Statistical analysis showed that sessions at IH during the unpaired days were considered harder than at sea level (Figure 4). Several studies have suggested that RPE during RT may be more dependent on the intensity than on the set volume (Gearhart et al., 2002; Day et al., 2004) due to a greater fatigability of type II fibers. Sweet et al. (2004) reported a positive relationship between intensity and RPE during RT, whereby a high force or power output during the first part of the session conceivably fatigued the type II fibers so they were unable to perform over an extended period. Thus, high repetition protocols that engage a greater use of the type II fibers are perceived as harder than comparable intensities of steady-state aerobic exercise on a cycle ergometer (Sweet et al., 2004). Our results support this theory as the IH group who had higher RPE values also improved Prel faster than N (Figure 3). Another factor that could have influenced the RPE during the unpaired sessions are the plyometric exercises (Figure 1). It is well-known that during plyometric exercises muscles are trained under tensions greater than those achieved by conventional resistance training (Holcomb et al., 1996), which in turn may increase the intensity of effort in the exercise performed.

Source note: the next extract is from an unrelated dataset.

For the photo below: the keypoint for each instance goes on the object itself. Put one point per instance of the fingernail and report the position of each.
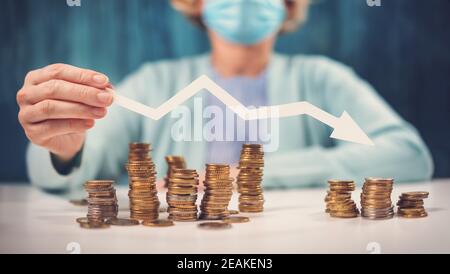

Given these results, we speculate that the combination of hypoxia and intense exercises may explain RPE during RT at moderate altitude. However, this hypothesis requires further investigation utilizing a broad range of intensities and altitudes above the sea level.

A limitation of the present study is that the composition of both groups (N and IH) were determined by convenience (participants' availability) and not truly randomized. We therefore cannot rule out the possibility that inherent initial differences between N and IH may have been present that compromised internal validity. However, the lack of significant between-group differences before starting the 4-week RT program, noted in any of the baseline parameters would seem to indicate this did not influence results. Monitoring another internal load parameter (e.g., HR, lactate, ammonia, creatinine…) together with the current RPE would have given us more information about the relationship between the internal and external load markers. This would have helped to better identify how the participants were coping with the external stimuli as a result of the MPV application.

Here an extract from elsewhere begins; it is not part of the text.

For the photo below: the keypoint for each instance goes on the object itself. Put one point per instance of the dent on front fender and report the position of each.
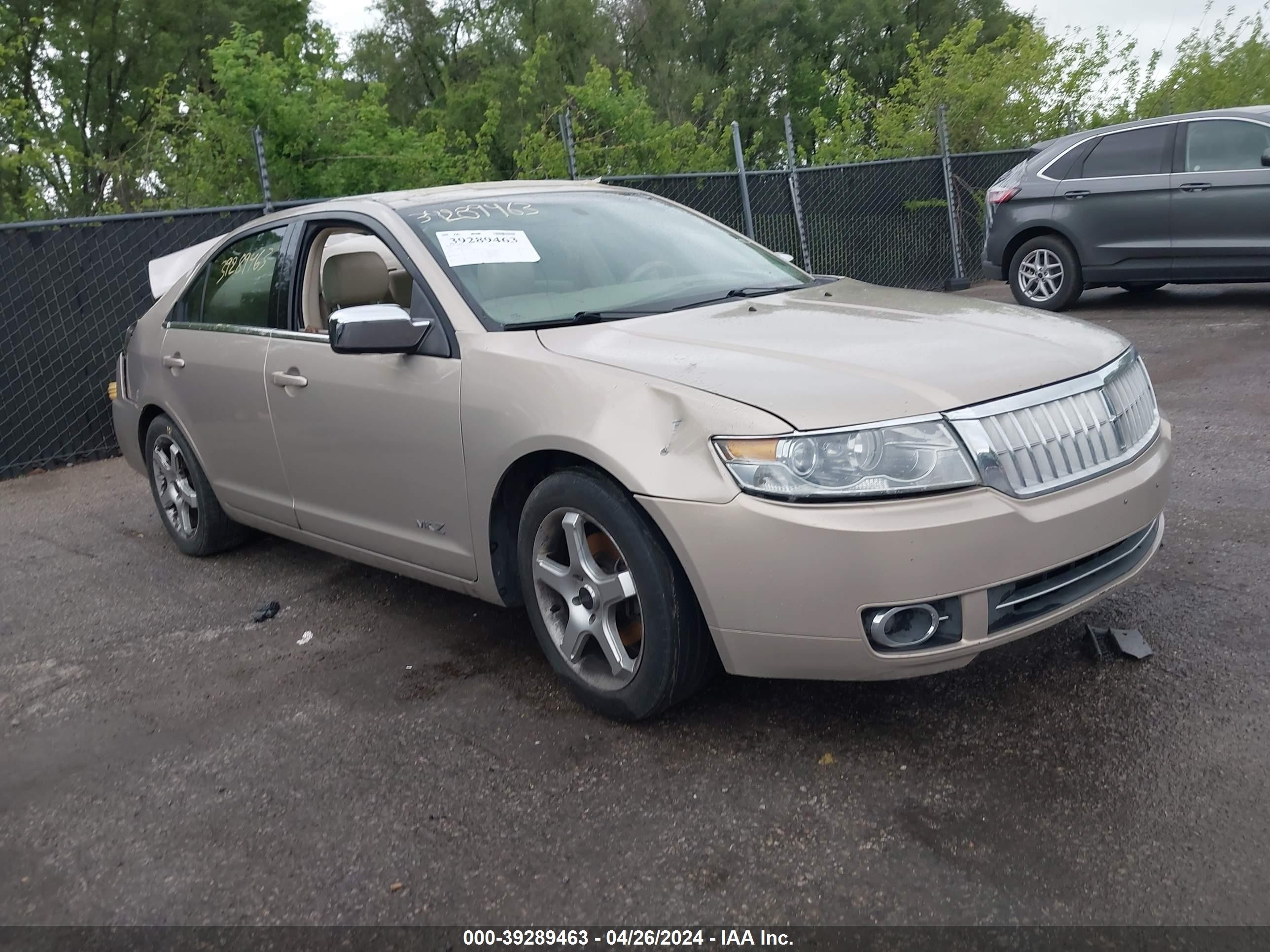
(651, 436)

In conclusion the present study demonstrated that 1 m·s−1 of MPV is a viable tool to adjust the individual load during power-oriented RT at moderate altitude. While the aim of the present study was not focusing on the effectiveness of a “live low, train high” strategy applied to RT, the results revealed that the intermittent exposure to moderate altitude can be useful to enhance the relative peak power output more expeditiously than at sea level. However, the results indicate that power-oriented exercises at moderate altitude allow athletes to lift higher loads, evoking higher levels of RPE than at sea level. This suggests that the physiological stress imposed by a training session at 1 m/s is higher in hypoxia compared to normoxia. Therefore, even though the application of velocity-based training at moderate altitude may be superior for improving performance compared to a traditional system of %1RM, we recommend combing the use of the MPV with another internal marker to determine whether demands from the training session stimuli are appropriate.

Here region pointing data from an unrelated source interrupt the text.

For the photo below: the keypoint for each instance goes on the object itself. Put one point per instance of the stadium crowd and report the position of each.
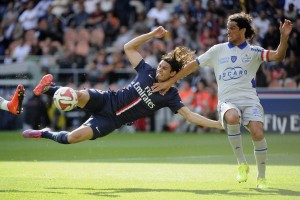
(88, 36)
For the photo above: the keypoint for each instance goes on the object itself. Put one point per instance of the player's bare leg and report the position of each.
(15, 104)
(64, 137)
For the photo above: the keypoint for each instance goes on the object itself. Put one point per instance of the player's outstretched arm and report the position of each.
(163, 87)
(285, 30)
(197, 119)
(131, 47)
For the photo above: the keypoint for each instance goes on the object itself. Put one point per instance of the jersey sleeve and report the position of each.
(143, 66)
(175, 102)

Data Availability Statement

The raw data supporting the conclusions of this manuscript will be made available by the authors, without undue reservation, to any qualified researcher.

Ethics Statement

The studies involving human participants were reviewed and approved by Ethics committee on Human Research, Granada University. The patients/participants provided their written informed consent to participate in this study.

Author Contributions

LR-Z, PP, and BF: conceived and designed the experiments and performed the experiments. LR-Z: analyzed the data and wrote the paper. BS: checked English spelling and grammar. BS and BF: revised the paper. All the authors have reviewed and approved the manuscript prior submission.

Conflict of Interest

The authors declare that the research was conducted in the absence of any commercial or financial relationships that could be construed as a potential conflict of interest.